Wilkison would not say how much money the hackers actually received. But the indictment does charge them in connection with a theft from Bangladesh’s central bank in 2016 involving wire transfers ‘totaling approximately $81million to bank accounts in the Philippines and $20million to a bank account in Sri Lanka,’ and with multiple other multi-million-dollar ATM cashouts and cyber extortion schemes.

All told, the conspirators ‘attempted to steal or extort more than $1.3 billion,’ according to the indictment.

To empty the cryptocurrency accounts of victims, the cyberthieves seeded malware posing as cryptocurrency-trading software on legitimate-seeming websites to trick victims, according to an alert published by the FBI and other US agencies. 

Once infected, a victim’s computer could be entered and controlled by remote access.
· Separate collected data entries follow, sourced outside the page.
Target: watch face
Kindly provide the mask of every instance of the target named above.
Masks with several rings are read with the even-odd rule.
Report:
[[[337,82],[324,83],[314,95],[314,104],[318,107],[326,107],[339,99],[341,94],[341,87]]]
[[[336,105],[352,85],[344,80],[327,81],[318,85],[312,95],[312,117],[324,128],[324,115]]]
Later, hackers used other techniques including phishing and social engineering to infect victims’ computers.

At the same time, prosecutors unsealed a plea deal with a dual US-Canadian citizen who investigators say organized the sophisticated laundering of millions of dollars in stolen funds. 

Ghaleb Alaumary, 37, of Ontario, Canada, agreed to plead guilty in Los Angeles to organizing teams of co-conspirators in the US and Canada to launder funds obtained through various schemes.